The beauty of the technology is that DNA is so dense you can pack a ridiculous amount of data into a microscopic amount. At Catalog, the finished recording resembles a thin, almost invisible film. To access the stored data, the DNA is mixed with water and put into a machine that reads the CATG sequences, translating it back to binary form.

Moreover, DNA is far more durable than magnetic tapes and hard drives, which deteriorate in a few decades. Park said a DNA data archive could remain readable for thousands of years.

Park said Catalog has stored the Douglas Adams science fiction novel “The Hitchhiker’s Guide to the Galaxy” in DNA, to demonstrate that the concept works. Now, all he, Catalog, and the few other entrepreneurs and researchers in the field have to do is prove it can be a viable commercial storage product.

“I think there’s going to be massive challenges, and the biggest challenge is cost,” said Sri Kosuri, assistant professor of chemistry and biochemistry at the University of California Los Angeles.
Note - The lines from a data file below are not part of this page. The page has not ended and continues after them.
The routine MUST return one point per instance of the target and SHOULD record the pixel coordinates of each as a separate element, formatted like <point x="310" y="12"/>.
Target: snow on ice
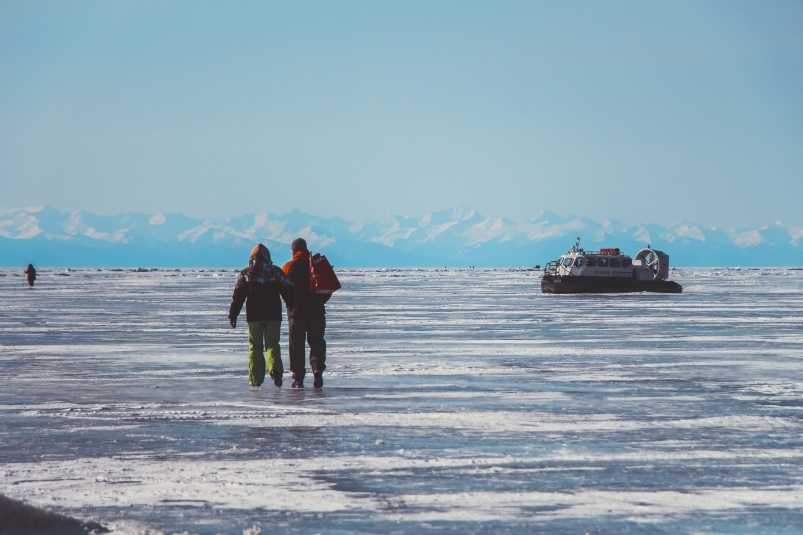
<point x="455" y="401"/>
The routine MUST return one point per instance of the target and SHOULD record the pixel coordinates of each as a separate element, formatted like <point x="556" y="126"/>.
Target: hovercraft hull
<point x="556" y="284"/>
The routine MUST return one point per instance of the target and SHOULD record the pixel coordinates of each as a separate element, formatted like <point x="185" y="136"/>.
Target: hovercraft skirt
<point x="555" y="284"/>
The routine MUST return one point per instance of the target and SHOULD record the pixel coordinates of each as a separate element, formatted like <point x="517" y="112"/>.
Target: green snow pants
<point x="269" y="331"/>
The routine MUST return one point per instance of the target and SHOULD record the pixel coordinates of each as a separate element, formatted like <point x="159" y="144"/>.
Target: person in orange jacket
<point x="306" y="319"/>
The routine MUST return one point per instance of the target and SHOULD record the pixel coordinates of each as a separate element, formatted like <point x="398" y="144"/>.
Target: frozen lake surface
<point x="455" y="401"/>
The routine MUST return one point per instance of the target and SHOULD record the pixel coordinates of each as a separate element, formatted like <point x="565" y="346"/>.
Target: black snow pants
<point x="307" y="323"/>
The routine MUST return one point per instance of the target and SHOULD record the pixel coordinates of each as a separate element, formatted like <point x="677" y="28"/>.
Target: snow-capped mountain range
<point x="457" y="237"/>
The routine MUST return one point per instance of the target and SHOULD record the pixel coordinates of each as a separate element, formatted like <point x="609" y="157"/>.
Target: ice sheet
<point x="457" y="401"/>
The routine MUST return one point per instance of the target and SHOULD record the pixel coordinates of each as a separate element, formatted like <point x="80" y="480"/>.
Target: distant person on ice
<point x="259" y="286"/>
<point x="31" y="273"/>
<point x="307" y="319"/>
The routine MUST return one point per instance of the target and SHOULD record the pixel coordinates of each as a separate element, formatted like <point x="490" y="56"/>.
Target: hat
<point x="299" y="244"/>
<point x="260" y="250"/>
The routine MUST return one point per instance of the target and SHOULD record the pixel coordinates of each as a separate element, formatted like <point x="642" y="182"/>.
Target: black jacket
<point x="260" y="286"/>
<point x="298" y="272"/>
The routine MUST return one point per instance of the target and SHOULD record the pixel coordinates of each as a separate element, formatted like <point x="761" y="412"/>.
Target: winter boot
<point x="277" y="379"/>
<point x="299" y="381"/>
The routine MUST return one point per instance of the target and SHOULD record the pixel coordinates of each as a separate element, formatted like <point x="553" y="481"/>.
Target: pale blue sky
<point x="639" y="111"/>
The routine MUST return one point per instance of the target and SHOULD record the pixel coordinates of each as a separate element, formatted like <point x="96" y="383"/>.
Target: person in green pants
<point x="259" y="286"/>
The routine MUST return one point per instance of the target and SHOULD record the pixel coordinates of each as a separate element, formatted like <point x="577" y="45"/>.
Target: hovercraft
<point x="608" y="271"/>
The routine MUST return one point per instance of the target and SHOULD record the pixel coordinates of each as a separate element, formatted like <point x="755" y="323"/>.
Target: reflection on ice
<point x="455" y="401"/>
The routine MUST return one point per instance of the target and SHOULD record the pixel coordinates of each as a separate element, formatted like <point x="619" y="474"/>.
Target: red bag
<point x="322" y="278"/>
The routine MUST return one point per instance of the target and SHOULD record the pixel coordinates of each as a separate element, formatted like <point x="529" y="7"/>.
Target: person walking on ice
<point x="259" y="287"/>
<point x="306" y="318"/>
<point x="31" y="273"/>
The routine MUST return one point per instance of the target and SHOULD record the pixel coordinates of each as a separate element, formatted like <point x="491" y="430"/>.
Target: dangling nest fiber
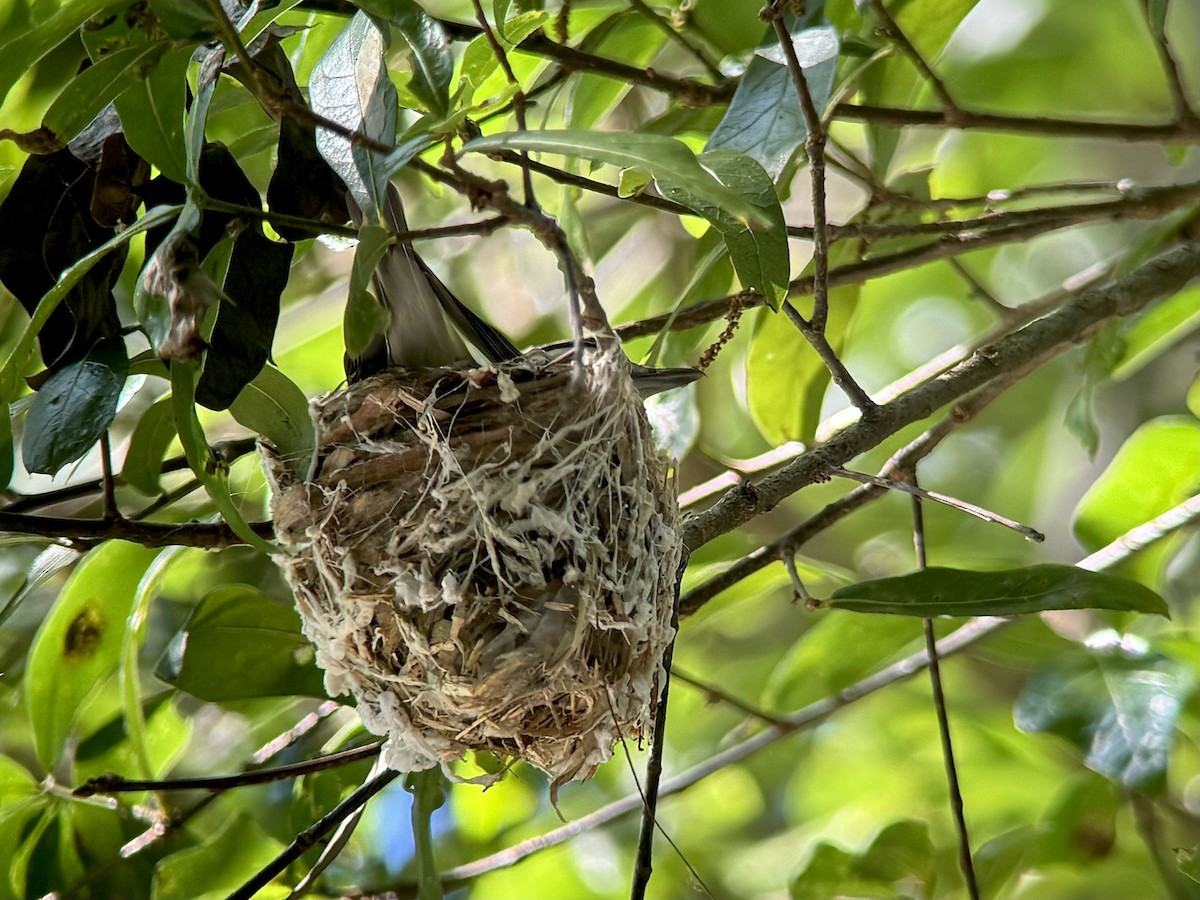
<point x="487" y="559"/>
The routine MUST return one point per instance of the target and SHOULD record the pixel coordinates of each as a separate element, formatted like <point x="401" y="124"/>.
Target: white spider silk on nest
<point x="487" y="559"/>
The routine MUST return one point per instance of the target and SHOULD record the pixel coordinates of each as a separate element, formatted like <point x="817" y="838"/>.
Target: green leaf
<point x="273" y="406"/>
<point x="760" y="255"/>
<point x="79" y="643"/>
<point x="1009" y="592"/>
<point x="233" y="855"/>
<point x="27" y="46"/>
<point x="672" y="165"/>
<point x="240" y="643"/>
<point x="900" y="858"/>
<point x="185" y="19"/>
<point x="765" y="120"/>
<point x="148" y="445"/>
<point x="1159" y="329"/>
<point x="786" y="382"/>
<point x="95" y="88"/>
<point x="7" y="454"/>
<point x="199" y="455"/>
<point x="73" y="408"/>
<point x="1157" y="468"/>
<point x="1189" y="862"/>
<point x="365" y="316"/>
<point x="135" y="718"/>
<point x="17" y="360"/>
<point x="349" y="85"/>
<point x="1119" y="708"/>
<point x="426" y="49"/>
<point x="1156" y="15"/>
<point x="153" y="114"/>
<point x="1103" y="352"/>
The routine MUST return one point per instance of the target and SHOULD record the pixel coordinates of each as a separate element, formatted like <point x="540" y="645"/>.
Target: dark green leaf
<point x="786" y="382"/>
<point x="349" y="85"/>
<point x="79" y="643"/>
<point x="276" y="408"/>
<point x="667" y="160"/>
<point x="760" y="255"/>
<point x="235" y="852"/>
<point x="240" y="643"/>
<point x="1119" y="708"/>
<point x="185" y="19"/>
<point x="96" y="87"/>
<point x="46" y="226"/>
<point x="24" y="47"/>
<point x="153" y="114"/>
<point x="1011" y="592"/>
<point x="245" y="328"/>
<point x="73" y="408"/>
<point x="365" y="316"/>
<point x="6" y="447"/>
<point x="199" y="455"/>
<point x="765" y="119"/>
<point x="1161" y="328"/>
<point x="148" y="445"/>
<point x="426" y="49"/>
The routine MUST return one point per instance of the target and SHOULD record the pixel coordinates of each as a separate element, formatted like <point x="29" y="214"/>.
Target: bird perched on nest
<point x="430" y="327"/>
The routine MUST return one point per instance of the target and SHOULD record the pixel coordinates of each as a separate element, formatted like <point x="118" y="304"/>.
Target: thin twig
<point x="715" y="694"/>
<point x="107" y="480"/>
<point x="1165" y="132"/>
<point x="814" y="144"/>
<point x="838" y="371"/>
<point x="897" y="34"/>
<point x="1175" y="79"/>
<point x="678" y="37"/>
<point x="309" y="838"/>
<point x="115" y="784"/>
<point x="952" y="502"/>
<point x="1054" y="333"/>
<point x="943" y="719"/>
<point x="519" y="97"/>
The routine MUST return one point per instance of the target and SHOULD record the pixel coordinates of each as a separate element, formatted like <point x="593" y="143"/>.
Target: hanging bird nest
<point x="487" y="559"/>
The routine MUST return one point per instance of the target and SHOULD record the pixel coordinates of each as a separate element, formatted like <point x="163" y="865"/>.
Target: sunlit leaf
<point x="365" y="316"/>
<point x="273" y="406"/>
<point x="426" y="48"/>
<point x="79" y="643"/>
<point x="1013" y="592"/>
<point x="1155" y="469"/>
<point x="349" y="85"/>
<point x="217" y="867"/>
<point x="900" y="856"/>
<point x="765" y="120"/>
<point x="667" y="160"/>
<point x="760" y="255"/>
<point x="148" y="445"/>
<point x="96" y="87"/>
<point x="240" y="643"/>
<point x="1161" y="328"/>
<point x="1120" y="709"/>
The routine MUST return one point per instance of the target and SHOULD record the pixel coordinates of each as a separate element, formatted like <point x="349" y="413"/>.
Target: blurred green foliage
<point x="1087" y="792"/>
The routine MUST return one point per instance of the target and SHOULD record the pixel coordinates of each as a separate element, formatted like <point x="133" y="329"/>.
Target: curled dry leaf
<point x="175" y="275"/>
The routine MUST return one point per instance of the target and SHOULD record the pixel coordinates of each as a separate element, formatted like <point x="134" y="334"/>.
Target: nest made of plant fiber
<point x="487" y="559"/>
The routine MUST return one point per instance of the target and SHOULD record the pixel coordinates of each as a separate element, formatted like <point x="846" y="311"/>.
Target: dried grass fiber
<point x="487" y="559"/>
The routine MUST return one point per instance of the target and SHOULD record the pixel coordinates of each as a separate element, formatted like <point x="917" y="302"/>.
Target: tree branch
<point x="1067" y="325"/>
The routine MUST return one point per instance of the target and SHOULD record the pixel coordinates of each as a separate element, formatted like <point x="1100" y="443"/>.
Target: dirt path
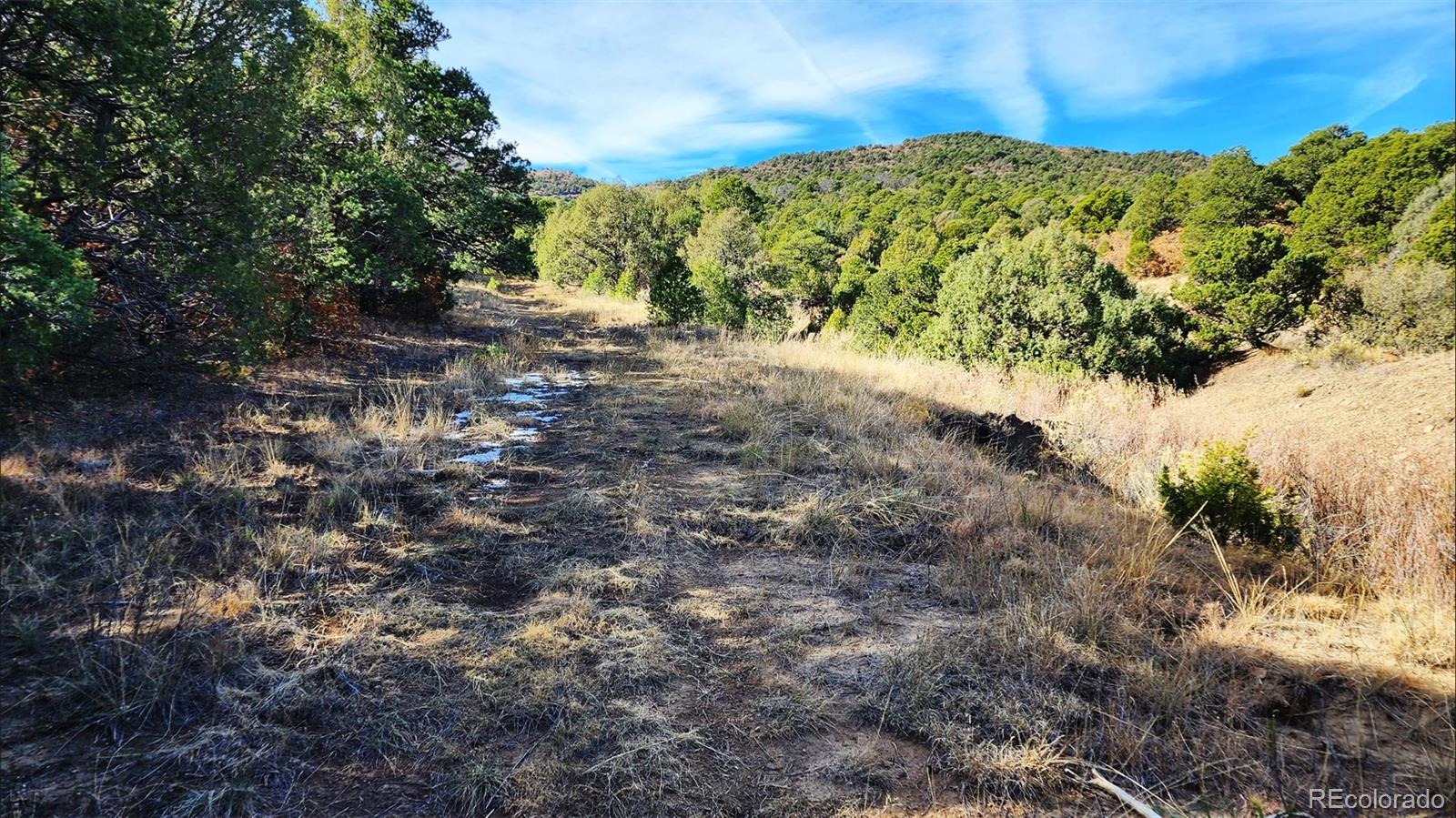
<point x="682" y="577"/>
<point x="756" y="661"/>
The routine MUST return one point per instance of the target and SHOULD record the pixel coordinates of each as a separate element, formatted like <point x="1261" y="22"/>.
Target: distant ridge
<point x="965" y="157"/>
<point x="560" y="184"/>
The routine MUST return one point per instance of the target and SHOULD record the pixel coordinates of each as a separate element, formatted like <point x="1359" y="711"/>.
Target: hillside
<point x="545" y="562"/>
<point x="560" y="184"/>
<point x="968" y="159"/>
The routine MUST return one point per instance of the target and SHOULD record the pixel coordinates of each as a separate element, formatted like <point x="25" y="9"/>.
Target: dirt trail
<point x="769" y="651"/>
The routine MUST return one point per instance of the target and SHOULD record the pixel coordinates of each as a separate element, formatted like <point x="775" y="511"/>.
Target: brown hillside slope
<point x="708" y="578"/>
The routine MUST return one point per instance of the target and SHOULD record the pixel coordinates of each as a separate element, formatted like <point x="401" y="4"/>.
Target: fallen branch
<point x="1123" y="795"/>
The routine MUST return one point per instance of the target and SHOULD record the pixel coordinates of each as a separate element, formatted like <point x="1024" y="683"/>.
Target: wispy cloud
<point x="1385" y="87"/>
<point x="603" y="86"/>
Kosuri, who worked on DNA data storage at Harvard Medical School, said the process currently is “about six orders of magnitude more expensive than it needs to be.” Making it a practical tool for everyday use “requires some technological breakthrough that I haven’t seen, as yet,” Kosuri said.

Catalog cofounder Park was a postdoctoral associate at MIT, and his cofounder Nathaniel Roquet earned a doctorate in biophysics from Harvard. In 2016, they began developing the company at Indiebio, a San Francisco incubator for biotech startups, and moved to Boston after winning a spot in Harvard’s biotech incubator, the Life Lab. Now they have attracted funding from a host of venture investors, including New Enterprise Associates, OS Fund, Day One Ventures, Data Collective, and Green Bay Ventures.

At least one other startup, Iridia, , based in San Diego, is developing DNA storage systems. And in 2017, Microsoft said that its research department was hard at work on a similar system that it planned to offer as a commercial product by 2020. Microsoft declined to comment.